Decline of the Western Oil Majors


"Western oil majors at competitive disadvantage in emerging markets."

The Chinese response, or lack thereof, to the U.S. request to embargo Sudanese crude oil continues to point out the challenges that major oil companies based in the EU and the U.S. have competing against Chinese, Indian and other Asian oil companies. In general, the Asian oil companies do not follow the same political or environmental rules as the major Western oil companies. What effect could this have on the Western oil majors over the next 10 years? Will the Western oil majors remain independent? Will they merge with national oil companies? Or, will they merge with their Asian competitors?
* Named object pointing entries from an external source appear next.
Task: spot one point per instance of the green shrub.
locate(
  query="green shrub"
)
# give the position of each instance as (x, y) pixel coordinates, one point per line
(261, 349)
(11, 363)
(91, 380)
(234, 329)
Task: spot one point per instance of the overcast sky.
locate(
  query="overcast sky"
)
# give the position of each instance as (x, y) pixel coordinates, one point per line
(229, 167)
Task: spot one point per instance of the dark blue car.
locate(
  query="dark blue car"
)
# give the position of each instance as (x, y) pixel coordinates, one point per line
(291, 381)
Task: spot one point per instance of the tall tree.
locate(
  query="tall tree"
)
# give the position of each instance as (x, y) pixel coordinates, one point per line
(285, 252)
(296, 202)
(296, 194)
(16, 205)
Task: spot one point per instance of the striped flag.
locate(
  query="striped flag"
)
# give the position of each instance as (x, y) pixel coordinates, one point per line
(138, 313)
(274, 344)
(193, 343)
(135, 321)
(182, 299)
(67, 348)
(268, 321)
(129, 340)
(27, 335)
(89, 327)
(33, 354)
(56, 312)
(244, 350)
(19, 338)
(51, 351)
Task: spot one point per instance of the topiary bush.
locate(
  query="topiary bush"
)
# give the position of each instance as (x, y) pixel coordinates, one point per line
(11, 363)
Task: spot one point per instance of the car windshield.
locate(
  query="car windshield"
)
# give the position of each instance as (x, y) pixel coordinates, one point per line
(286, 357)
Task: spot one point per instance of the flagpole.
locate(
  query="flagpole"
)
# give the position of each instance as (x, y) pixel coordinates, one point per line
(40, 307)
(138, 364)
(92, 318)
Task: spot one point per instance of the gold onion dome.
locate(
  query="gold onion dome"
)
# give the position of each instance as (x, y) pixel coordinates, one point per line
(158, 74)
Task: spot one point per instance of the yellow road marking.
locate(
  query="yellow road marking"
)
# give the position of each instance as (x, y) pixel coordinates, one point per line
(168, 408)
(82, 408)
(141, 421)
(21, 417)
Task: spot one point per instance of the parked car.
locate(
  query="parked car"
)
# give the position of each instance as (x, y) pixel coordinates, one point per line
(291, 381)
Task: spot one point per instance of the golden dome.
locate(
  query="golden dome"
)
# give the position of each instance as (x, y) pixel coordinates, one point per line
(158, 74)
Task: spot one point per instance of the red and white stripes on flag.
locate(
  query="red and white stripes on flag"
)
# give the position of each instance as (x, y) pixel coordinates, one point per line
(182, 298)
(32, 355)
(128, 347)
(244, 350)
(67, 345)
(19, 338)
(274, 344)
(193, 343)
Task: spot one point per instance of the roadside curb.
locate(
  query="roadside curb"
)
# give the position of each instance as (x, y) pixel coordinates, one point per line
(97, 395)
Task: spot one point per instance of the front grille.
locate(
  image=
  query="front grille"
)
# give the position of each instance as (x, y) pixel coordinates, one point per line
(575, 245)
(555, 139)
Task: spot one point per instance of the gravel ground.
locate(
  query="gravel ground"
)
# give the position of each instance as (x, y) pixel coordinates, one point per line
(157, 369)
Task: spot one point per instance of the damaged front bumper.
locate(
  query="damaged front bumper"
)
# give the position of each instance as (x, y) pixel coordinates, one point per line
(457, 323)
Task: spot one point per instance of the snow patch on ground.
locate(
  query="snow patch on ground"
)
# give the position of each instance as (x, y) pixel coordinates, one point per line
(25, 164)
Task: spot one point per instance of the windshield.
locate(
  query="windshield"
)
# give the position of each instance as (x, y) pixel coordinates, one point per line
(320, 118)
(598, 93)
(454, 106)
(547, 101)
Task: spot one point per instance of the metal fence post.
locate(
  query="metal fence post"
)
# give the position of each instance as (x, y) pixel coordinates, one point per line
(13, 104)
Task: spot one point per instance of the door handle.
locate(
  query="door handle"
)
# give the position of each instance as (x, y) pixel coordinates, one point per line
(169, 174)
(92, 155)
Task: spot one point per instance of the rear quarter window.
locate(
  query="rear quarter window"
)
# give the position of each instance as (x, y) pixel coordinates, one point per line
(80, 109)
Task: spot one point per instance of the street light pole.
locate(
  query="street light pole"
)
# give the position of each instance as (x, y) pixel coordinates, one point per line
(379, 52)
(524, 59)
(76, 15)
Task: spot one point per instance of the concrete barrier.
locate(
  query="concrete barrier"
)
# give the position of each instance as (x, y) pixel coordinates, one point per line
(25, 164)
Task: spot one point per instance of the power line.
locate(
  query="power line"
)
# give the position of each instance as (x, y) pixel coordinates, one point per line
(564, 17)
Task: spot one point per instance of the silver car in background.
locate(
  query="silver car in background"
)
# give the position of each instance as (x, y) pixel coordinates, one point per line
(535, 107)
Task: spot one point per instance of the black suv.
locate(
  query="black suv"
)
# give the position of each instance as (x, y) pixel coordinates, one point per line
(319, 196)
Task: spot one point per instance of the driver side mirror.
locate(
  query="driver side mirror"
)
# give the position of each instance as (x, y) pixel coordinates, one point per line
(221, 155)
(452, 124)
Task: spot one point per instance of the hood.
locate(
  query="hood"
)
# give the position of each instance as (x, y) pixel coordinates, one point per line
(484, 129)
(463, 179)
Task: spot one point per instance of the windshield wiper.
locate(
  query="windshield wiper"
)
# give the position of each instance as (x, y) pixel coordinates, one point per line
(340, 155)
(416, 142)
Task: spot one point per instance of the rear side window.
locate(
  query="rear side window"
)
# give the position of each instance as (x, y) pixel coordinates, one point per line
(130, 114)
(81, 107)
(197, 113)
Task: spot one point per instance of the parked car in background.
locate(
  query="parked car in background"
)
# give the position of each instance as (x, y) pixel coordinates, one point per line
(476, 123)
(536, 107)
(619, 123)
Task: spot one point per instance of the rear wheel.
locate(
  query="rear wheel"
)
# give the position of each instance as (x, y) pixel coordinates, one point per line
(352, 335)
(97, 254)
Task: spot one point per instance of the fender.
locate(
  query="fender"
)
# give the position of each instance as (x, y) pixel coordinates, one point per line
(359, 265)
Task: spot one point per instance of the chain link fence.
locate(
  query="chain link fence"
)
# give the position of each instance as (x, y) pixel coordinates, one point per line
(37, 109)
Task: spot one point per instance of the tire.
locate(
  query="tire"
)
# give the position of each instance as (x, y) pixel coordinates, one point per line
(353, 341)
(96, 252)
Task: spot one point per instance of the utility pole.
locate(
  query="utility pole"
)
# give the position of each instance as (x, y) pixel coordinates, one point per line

Maintaining growth is challenging for major oil companies based in the EU and U.S. because the domestic European and North American markets are mature. In some cases, such as the ban on offshore drilling in the U.S., exploring new opportunities is even restricted. Conversely, Chinese, Indian and other Asian oil companies are less sensitive to politics or to the environment, which enables them to dominate emerging markets. Because of the competitive disadvantage in emerging markets, the long-term outlook for the Western oil majors is uncertain.

The Chinese government has taken an economic interest in Sudan, despite the Darfur conflict. Sudan is currently producing 400,000 barrels of oil per day (bopd) and has the potential to produce over a million bopd. But, the Western oil majors are not able to compete in this emerging market because of political pressure from the EU and the U.S. governments.

In Brazil, China and India, government regulations control the expanding oil products markets. Even though they are slowly evolving toward market-based pricing, Western oil companies cannot compete profitably in these markets because of the government subsidies and the price controls.